Wywialo mnie (prawie doslownie) w okolice morskie, do pieknego Devon. Tym razem widzialam ze mieszkaja tu tez jacys inni ludzie, a nie tylko Guru i jego rodzina. Jest slonce, jest wiosna (wszedzie dookola kolorowe ogrody), plaza, morze i wiatr tez sa. Devon jak sie patrzy. Tylko herbatnikow brakuje, bo herbaty mam na hektolitry.
Guru mysli, ze sie grzecznie ucze ale prawda jest taka, ze jakos nie moge sie zebrac w sobie. Slonce mnie rozprasza i wolalabym pojsc na spacer niz zastanawiac sie nad tym dlaczego coraz mniej osob chodzi glosowac we wspolczesnych demokracjach.

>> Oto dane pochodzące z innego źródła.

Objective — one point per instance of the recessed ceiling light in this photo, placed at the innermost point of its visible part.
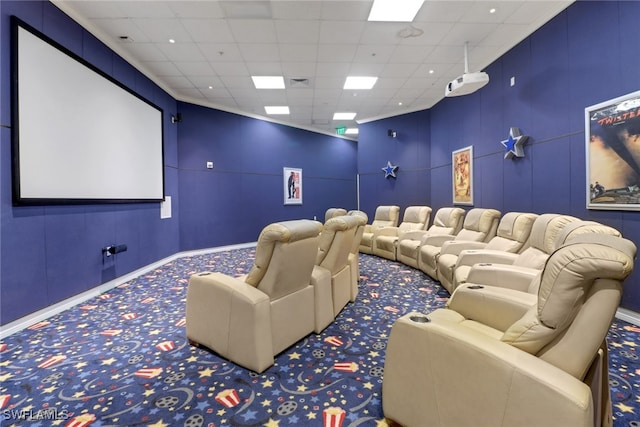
(344, 116)
(268, 82)
(394, 10)
(360, 82)
(273, 109)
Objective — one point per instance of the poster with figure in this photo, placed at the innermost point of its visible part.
(612, 137)
(462, 167)
(292, 186)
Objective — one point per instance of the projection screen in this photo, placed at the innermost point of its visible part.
(78, 135)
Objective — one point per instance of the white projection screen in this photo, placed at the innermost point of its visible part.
(79, 137)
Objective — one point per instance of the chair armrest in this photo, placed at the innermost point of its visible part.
(475, 256)
(230, 317)
(505, 276)
(496, 307)
(434, 369)
(413, 235)
(436, 239)
(454, 247)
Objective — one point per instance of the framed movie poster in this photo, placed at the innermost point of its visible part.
(612, 137)
(292, 179)
(462, 167)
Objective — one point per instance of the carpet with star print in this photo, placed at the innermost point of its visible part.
(122, 359)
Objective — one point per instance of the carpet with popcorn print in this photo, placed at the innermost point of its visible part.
(122, 359)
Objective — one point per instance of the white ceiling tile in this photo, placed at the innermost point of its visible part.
(208, 30)
(230, 69)
(162, 68)
(218, 44)
(297, 31)
(194, 68)
(298, 52)
(196, 9)
(336, 32)
(221, 52)
(264, 68)
(259, 52)
(181, 51)
(121, 27)
(253, 31)
(299, 69)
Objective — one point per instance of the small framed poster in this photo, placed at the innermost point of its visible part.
(292, 180)
(462, 176)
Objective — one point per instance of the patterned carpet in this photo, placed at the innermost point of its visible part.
(122, 359)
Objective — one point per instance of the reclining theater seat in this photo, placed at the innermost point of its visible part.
(385, 240)
(519, 277)
(385, 216)
(479, 225)
(333, 212)
(354, 259)
(497, 357)
(250, 319)
(336, 240)
(447, 221)
(513, 232)
(518, 268)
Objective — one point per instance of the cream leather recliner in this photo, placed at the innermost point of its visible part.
(354, 258)
(498, 357)
(385, 216)
(385, 240)
(479, 225)
(250, 319)
(336, 240)
(519, 277)
(447, 221)
(513, 232)
(333, 212)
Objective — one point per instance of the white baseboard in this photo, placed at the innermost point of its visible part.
(628, 316)
(45, 313)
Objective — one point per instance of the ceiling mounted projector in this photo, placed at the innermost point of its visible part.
(468, 82)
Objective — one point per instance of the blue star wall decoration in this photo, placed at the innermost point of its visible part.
(390, 170)
(514, 144)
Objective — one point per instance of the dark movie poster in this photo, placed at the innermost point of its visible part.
(613, 153)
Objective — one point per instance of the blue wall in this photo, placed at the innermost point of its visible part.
(584, 56)
(232, 202)
(51, 253)
(54, 252)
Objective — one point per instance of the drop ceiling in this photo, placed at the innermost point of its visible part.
(218, 45)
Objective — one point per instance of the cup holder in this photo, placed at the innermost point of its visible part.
(419, 319)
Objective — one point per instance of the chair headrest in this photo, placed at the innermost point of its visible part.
(516, 226)
(480, 219)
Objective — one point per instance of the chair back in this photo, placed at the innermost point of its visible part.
(333, 212)
(447, 221)
(363, 219)
(580, 290)
(480, 225)
(542, 240)
(285, 255)
(513, 231)
(386, 216)
(415, 218)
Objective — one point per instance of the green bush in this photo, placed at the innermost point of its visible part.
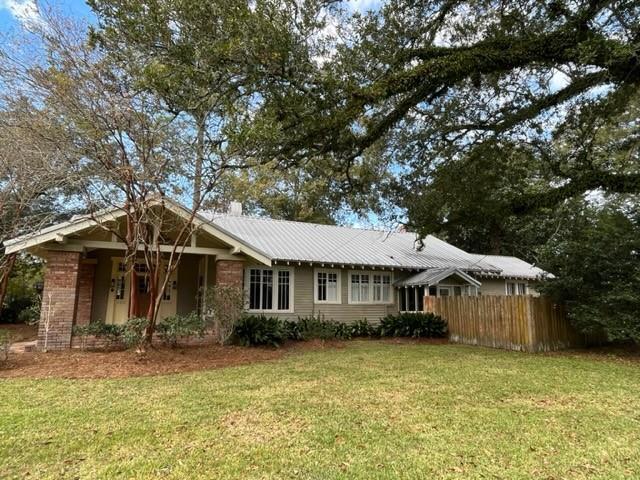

Zamiast tego udaje, ze sie ucze hiszpanskiego i nawet udalo mi sie dzieki temu udawaniu zrozumiec troszke wiecej niz na samych lekcjach. Tylko Moony'ego brakuje, zeby mnie przepytal... Och trudno.
Sni mi sie ciagle, ze nikt mnie nie lubi. Co na to Freud? Ide zapytac najblizszego psychologa. Moze porzuci te nudne statystyki i wezmie mnie na spacer?